Saya tidak tahu, ternyata Ayah Yardi memperhatikan saya dan bertanya "apa kakinya tidak sakit?". Saya berhenti dan menoleh, lalu saya jawab "Hemmm, sakit sih ada tapi masih bisa ditoleransi, wajar kalau saya merasa sakit karena ini baru pertama kalinya saya jalan tanpa alas kaki dan sejauh ini, saya ingin merasakan apa saja yang bisa dipelajari dengan jalan tanpa alas kaki, sudah saya niatkan dari awal kemarin saat mau masuk area Baduy."

Saat di daerah kampung Cibongkok, Ayah Yardi menjelaskan bahwa ini namanya Tanjakan "Peres" (maaf kalau salah ejaan). Kenapa namanya Tanjakan Peres? Ternyata banyak pecahan batu macam kerikil, tapi sakit banget di telapak kaki menuju panas rasanya maka itu disebut Peres. Dan saya juga merasakan memang sakitnya beda dengan batu yang sudah saya lalui sebelumnya. Kalau pakai sepatu, harap lebih hati-hati karena mudah terpeleset.

Saya pribadi penasaran dan ingin tahu, apa alasannya warga Baduy Dalam tetap memegang teguh berjalan tanpa alas kaki, walaupun mereka pergi hingga Jakarta. Kalau Baduy Luar sudah menggunakan sandal juga sepatu. Untuk Baduy dalam itu larangan, termasuk naik kendaraan.

Ternyata pelajaran dari pengalaman yang saya rasakan adalah: Pertama, kita seperti di pijat refleksi, semua inti syaraf dalam tubuh berada di telapak kaki dan jari-jari. Titik-titik di telapak hingga jari meliputi jalur ginjal, liver, jantung, paru-paru, mata, semua organ tubuh kita. Tubuh rasanya jadi lebih segar, meski setelah beberapa hari telapak kaki masih saja terasa sakit. 

Kedua, kita menjadi lebih waspada untuk memperhatikan apa saja yang akan kita injak, mungkin ada binatang kecil berbisa, batu atau mungkin tonggak tajam, intinya kita lebih memperhatikan tiap langkah.
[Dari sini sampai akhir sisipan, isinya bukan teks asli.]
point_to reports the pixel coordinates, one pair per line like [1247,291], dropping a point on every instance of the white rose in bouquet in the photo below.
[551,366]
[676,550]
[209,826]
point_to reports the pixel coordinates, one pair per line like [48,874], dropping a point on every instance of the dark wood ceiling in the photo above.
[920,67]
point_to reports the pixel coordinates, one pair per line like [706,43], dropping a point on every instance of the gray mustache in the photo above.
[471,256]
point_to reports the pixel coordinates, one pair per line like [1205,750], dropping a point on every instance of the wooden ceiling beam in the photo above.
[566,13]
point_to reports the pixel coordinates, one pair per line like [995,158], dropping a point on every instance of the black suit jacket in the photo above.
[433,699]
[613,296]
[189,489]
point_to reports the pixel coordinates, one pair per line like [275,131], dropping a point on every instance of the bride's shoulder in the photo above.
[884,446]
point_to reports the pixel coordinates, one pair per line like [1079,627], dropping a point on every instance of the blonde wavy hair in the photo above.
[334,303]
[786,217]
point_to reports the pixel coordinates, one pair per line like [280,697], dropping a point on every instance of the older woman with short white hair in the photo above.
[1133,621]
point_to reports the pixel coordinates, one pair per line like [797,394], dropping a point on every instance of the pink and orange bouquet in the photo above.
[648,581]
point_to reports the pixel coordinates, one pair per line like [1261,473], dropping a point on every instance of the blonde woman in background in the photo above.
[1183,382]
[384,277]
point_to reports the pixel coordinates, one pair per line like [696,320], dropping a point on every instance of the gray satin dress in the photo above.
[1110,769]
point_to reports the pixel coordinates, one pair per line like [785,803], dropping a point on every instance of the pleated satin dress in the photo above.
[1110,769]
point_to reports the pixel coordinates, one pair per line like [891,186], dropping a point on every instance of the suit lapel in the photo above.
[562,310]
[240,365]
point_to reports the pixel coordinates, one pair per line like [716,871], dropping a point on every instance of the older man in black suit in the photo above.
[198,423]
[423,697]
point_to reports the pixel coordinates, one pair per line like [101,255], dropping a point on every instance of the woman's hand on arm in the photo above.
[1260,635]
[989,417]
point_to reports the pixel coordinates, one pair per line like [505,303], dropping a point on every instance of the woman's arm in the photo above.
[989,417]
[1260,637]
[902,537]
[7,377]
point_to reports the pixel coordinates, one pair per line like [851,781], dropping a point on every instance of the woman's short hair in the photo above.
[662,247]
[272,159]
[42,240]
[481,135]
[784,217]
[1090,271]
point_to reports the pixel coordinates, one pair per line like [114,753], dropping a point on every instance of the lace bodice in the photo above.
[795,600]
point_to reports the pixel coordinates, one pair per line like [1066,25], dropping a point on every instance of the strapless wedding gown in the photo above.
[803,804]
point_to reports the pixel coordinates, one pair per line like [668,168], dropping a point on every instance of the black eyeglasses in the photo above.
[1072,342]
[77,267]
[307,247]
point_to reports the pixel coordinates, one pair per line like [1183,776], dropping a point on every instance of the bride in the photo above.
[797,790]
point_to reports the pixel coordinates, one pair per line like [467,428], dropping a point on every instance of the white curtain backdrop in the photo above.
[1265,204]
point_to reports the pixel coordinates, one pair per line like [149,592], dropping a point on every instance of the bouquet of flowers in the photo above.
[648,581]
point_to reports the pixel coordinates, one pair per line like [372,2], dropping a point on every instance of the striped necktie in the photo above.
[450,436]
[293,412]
Konsentrasi secara penuh dengan kesadaran. 

Ketiga, kita bisa bersentuhan langsung dengan bumi tempat kita lahir dan tinggal. Lebih mudah merasakan lembutnya lumpur, tajamnya batu, empuknya rumput hingga sejuknya air yang kita lewati. 

Melakukan seperti warga Baduy Dalam tanpa alas kaki seterusnya, tentu sulit dan tidak mungkin bisa kita lakukan, paling tidak saya sudah merasakannya, dan harusnya tetap dilakukan sekali seminggu, ataupun sebulan sekali kalau tidak ada waktu, Tapi tetap sesekali harus kita lakukan agar tubuh sehat, ini refleksi gratis dari alam semesta.

Coba, rasakan dengan baik dan buktikan apa yang saya alami. Jangan mudah menyerah kalau ada rasa sakit di awal, lanjutkan, cuman sebentar kok sakitnya, setelahnya telapak kaki kita akan terbiasa. Maka itu orang di desa sehat-sehat ya, selain udaranya memang bersih.

Salam satu jiwa untuk sehat jiwa dan raga, bersentuhan langsung dengan alam memang luar biasa.